Megalithic tomb - court tomb, Carrownakib, Co. Galway
Co. Galway |
Megalithic Tombs
A few large stones protruding from a grassy mound in County Galway do not announce themselves as anything remarkable.
Yet the arrangement at Carrownakib, sitting on a low knoll about 1.2 kilometres from the eastern shore of Lough Corrib, represents the heavily weathered remains of a court tomb, one of Ireland's oldest monument types, built by Neolithic farming communities perhaps five or six thousand years ago. Court tombs take their name from the open, usually semicircular forecourt that funnels mourners or ritual participants towards the burial gallery. Here, the court has been reduced to a single flanking courtstone beside the northern entrance jamb, with a second stone in a corresponding position on the south side that may once have served the same purpose.
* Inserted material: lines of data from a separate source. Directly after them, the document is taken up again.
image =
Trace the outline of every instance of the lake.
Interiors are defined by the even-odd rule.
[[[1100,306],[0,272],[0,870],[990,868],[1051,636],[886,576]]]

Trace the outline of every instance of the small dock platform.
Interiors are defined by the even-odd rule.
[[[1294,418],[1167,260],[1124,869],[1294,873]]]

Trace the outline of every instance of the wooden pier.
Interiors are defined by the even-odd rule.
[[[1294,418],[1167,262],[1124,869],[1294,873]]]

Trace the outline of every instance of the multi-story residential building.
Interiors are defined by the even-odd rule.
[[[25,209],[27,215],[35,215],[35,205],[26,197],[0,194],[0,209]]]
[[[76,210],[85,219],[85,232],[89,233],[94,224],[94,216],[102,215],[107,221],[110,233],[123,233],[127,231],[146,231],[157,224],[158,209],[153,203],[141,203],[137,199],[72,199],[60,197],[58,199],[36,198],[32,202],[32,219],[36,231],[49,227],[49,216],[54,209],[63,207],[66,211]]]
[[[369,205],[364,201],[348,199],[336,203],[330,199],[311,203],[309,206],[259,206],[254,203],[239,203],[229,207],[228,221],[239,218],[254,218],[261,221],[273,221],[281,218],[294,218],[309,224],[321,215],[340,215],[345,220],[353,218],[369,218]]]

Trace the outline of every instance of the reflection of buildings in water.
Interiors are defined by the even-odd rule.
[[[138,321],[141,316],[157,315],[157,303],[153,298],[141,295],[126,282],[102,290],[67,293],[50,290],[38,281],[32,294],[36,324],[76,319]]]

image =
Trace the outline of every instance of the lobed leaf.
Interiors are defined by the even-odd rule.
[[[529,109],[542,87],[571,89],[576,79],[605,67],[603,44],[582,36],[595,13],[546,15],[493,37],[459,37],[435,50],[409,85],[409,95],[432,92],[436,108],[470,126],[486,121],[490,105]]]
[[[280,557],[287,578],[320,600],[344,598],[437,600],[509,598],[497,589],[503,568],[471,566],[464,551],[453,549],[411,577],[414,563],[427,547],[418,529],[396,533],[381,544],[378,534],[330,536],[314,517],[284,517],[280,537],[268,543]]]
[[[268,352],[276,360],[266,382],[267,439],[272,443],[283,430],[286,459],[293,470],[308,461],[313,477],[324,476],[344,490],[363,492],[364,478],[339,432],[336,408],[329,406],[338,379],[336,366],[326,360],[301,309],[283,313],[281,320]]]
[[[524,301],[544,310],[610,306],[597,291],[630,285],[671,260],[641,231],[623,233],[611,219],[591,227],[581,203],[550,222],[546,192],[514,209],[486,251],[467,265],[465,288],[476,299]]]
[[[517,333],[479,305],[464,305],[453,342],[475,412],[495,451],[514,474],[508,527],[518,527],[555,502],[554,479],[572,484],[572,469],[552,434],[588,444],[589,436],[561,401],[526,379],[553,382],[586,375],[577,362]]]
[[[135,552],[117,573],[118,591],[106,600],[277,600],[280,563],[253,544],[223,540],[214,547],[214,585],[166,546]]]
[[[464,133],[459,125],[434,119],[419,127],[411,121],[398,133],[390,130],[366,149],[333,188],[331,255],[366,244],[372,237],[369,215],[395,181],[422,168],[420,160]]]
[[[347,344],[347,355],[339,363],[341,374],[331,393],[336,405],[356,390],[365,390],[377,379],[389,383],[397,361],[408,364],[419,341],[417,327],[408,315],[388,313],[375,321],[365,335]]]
What survives of the gallery stretches roughly 5.5 metres along an east to west axis, defined by two entrance jambs at the east end, two sidestones along the northern wall, and a backstone closing the western end. The overall dimensions suggest the gallery originally held at least two chambers, divided by septal stones set between opposing sidestones. The whole structure sits within a subrectangular earthen mound measuring approximately 12.5 metres long and 10 metres wide, though the monument is described by researchers, including Ruaidhrí de Valera and Seán Ó Nualláin in their 1972 survey of megalithic tombs in Connacht and the midlands, as very ruined. What makes the location quietly unusual is its immediate neighbourhood: roughly 130 metres to the north-west lies a separate, unclassified megalithic tomb, and about 160 metres to the north-north-west there is an anomalous group of stones whose relationship to the court tomb remains unclear. Three distinct prehistoric stone monuments within a few hundred metres of one another in open pasture suggests this gentle knoll was considered a significant place long before the land around it was given over to grazing.